Though they’re known for spoiling their grandchildren silly with candy and toys, grandparents play a vital role in bringing up the next generation.
Studies have found that 85% of young people are willing to talk to their grandparents about money and savings, but only 8% of grandparents are likely to bring up the topic of finances. Grandparents also have the experience of financially preparing for retirement, making them a great resource for younger generations. The challenge for any adult who wants to bring up the topic of personal finance with young people is keeping them engaged.
Here’s how you can do just that.
Delayed Gratification Is The Key To Success
One of the most important lessons that your grandchildren can carry with them for the rest of their lives is the value of delayed gratification. Instead of frequently showering them with extravagant presents, give them a little pocket money on a regular basis, advising them to save some of the money for something they really want, such as a nice toy.
You can also encourage them to save by giving them an attractive piggy bank. When the piggy bank is full, you can accompany your grandchild to the bank to set up a savings account.
Today’s kids are pretty good at saving, with most of them socking away 68% of their allowance. But you can also give them a lesson in investing by matching their savings at the end of a certain time period (say, a year). And if you have the funds to do so, give your grandchildren financial tools like savings bonds as presents.
Teaching them early on that their money can earn them even more, and that will give them a head start in life.
Earning Your Own Money Feels Amazing
There are few things as satisfying as getting paid for a job well done. Teach this lesson by talking to your grandchildren about the different jobs you held throughout your life and how you were paid. You don’t have to give details on how much you earned. For example, you could say, “When I was a teenager I worked as a clerk, and got paid by the hour. I worked 20 hours a week and got a paycheck at the end of the week. I used the money to buy myself a car.”
Once your grandchild understands how people earn money, they may be interested in making their own as well. Encourage diligence and responsibility by paying them to do kid-friendly chores around the house. Or you could even help your grandchildren put up a lemonade or cupcake stand so they can get some first-hand experience at running a small business.
Having A Budget Is Essential
Give your grandchild a set allowance and let them decide how they want to spend it. Explain to them how much money they’ll have left over after each expenditure so they understand that money is limited and should be spent wisely. Take every opportunity to talk about spending resources wisely.
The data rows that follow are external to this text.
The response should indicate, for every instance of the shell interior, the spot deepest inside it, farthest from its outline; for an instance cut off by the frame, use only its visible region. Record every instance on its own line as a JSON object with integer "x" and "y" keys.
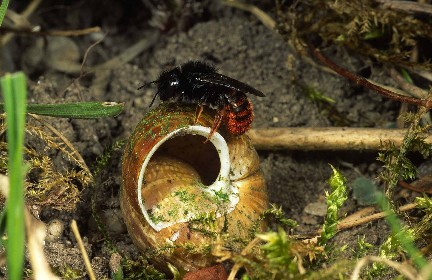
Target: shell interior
{"x": 180, "y": 189}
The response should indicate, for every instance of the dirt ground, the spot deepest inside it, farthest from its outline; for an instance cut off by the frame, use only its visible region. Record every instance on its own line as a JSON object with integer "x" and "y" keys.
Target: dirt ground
{"x": 241, "y": 47}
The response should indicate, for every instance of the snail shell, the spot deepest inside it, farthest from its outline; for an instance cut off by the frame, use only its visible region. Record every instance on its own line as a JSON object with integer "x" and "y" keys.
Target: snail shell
{"x": 179, "y": 194}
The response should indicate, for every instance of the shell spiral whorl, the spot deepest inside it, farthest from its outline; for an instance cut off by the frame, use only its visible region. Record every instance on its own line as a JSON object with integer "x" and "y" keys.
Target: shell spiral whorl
{"x": 179, "y": 194}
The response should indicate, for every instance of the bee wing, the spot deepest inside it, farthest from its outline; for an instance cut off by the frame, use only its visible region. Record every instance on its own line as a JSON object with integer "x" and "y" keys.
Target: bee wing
{"x": 221, "y": 80}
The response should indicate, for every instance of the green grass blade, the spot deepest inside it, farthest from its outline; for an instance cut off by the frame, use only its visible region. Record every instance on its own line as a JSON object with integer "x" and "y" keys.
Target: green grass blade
{"x": 3, "y": 8}
{"x": 79, "y": 110}
{"x": 14, "y": 94}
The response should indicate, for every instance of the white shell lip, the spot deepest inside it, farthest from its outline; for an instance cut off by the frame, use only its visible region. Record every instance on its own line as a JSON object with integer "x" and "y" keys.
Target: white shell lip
{"x": 222, "y": 184}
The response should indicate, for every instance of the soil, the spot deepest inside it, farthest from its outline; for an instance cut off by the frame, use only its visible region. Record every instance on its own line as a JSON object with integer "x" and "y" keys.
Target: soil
{"x": 241, "y": 47}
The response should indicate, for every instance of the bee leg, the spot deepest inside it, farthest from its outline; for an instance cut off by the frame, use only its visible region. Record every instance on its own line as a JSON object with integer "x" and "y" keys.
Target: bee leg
{"x": 218, "y": 119}
{"x": 198, "y": 112}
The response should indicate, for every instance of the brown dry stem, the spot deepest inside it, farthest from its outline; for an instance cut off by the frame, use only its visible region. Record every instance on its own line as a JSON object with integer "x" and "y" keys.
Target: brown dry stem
{"x": 84, "y": 254}
{"x": 325, "y": 138}
{"x": 75, "y": 154}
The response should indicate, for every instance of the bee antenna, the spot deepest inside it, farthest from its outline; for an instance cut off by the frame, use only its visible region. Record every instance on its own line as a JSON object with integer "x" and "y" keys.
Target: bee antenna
{"x": 146, "y": 85}
{"x": 154, "y": 97}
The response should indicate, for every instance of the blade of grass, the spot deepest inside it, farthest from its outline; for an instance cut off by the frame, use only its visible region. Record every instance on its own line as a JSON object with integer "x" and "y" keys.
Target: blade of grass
{"x": 3, "y": 8}
{"x": 14, "y": 94}
{"x": 79, "y": 110}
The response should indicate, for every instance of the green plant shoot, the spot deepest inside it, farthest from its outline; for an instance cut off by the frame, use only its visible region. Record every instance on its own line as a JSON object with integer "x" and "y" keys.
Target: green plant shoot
{"x": 14, "y": 93}
{"x": 335, "y": 199}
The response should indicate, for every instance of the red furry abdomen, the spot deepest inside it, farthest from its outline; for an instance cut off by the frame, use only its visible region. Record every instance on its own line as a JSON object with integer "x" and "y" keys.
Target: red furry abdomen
{"x": 238, "y": 122}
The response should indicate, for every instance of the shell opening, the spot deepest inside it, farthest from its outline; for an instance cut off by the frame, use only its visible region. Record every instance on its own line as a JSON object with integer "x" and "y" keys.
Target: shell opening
{"x": 202, "y": 187}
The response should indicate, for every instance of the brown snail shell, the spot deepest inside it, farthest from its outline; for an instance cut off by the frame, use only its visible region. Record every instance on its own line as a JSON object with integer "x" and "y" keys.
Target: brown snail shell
{"x": 179, "y": 194}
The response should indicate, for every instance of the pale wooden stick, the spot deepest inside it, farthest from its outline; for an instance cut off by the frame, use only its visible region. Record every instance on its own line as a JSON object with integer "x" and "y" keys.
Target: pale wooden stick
{"x": 325, "y": 138}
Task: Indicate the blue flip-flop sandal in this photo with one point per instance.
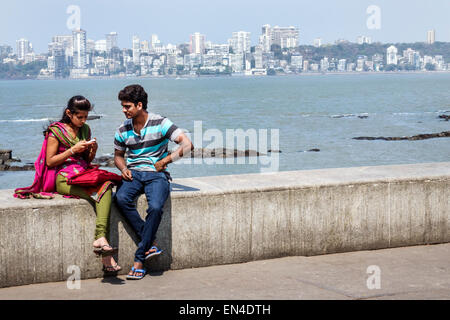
(142, 271)
(154, 253)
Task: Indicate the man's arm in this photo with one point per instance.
(119, 161)
(186, 147)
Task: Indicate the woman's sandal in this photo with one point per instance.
(99, 251)
(111, 270)
(135, 277)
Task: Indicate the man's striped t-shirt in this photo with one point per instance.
(150, 146)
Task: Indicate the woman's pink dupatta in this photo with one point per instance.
(44, 184)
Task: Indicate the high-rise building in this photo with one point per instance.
(285, 37)
(258, 57)
(79, 49)
(265, 40)
(101, 45)
(136, 47)
(23, 48)
(111, 41)
(297, 61)
(431, 36)
(240, 42)
(342, 65)
(197, 43)
(324, 64)
(391, 55)
(145, 46)
(317, 42)
(5, 50)
(65, 40)
(364, 40)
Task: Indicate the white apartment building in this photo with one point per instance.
(240, 42)
(297, 61)
(111, 41)
(324, 64)
(342, 65)
(317, 42)
(391, 55)
(197, 43)
(136, 48)
(237, 62)
(79, 49)
(285, 37)
(431, 36)
(101, 45)
(363, 40)
(23, 47)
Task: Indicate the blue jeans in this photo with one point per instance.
(156, 187)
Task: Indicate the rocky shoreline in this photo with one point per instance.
(444, 134)
(6, 159)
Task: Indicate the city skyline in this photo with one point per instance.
(324, 19)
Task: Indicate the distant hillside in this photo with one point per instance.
(26, 71)
(351, 51)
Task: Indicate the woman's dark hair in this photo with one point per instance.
(75, 105)
(135, 94)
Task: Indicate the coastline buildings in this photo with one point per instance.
(277, 52)
(197, 43)
(24, 47)
(79, 49)
(391, 55)
(284, 37)
(431, 36)
(240, 42)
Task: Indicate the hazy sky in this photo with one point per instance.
(173, 21)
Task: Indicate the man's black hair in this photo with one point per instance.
(135, 94)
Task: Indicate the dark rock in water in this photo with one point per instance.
(108, 161)
(444, 134)
(5, 155)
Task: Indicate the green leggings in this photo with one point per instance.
(102, 208)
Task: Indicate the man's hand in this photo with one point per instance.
(120, 163)
(127, 175)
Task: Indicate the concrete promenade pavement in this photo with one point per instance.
(419, 272)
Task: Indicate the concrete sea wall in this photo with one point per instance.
(239, 218)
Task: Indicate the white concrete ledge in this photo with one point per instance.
(239, 218)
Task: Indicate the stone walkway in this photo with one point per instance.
(421, 272)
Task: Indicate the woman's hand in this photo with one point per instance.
(80, 147)
(93, 146)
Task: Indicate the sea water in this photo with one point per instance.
(321, 112)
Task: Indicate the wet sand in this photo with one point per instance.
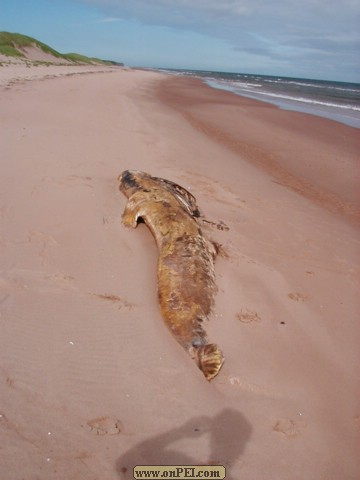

For example, when on an outing, you can set a budget and ask them to choose between different activities that cost money. At a store, talk about why one product is a better deal than another. These money talks will let them be more mindful with how they spend.
Grandparents are often in a better place to teach their grandchildren these lessons, as they may be more willing to listen to adults who aren’t their parents. However, it’s important that grandparents should align with a child’s parents’ objectives before intervening.
You wouldn’t want to undermine the parents’ efforts to teach money lessons. Sharing your wisdom can make a world of a difference to your grandchildren’s financial future.
By teaching them early, you can help form healthy financial habits that can set them on the path to success.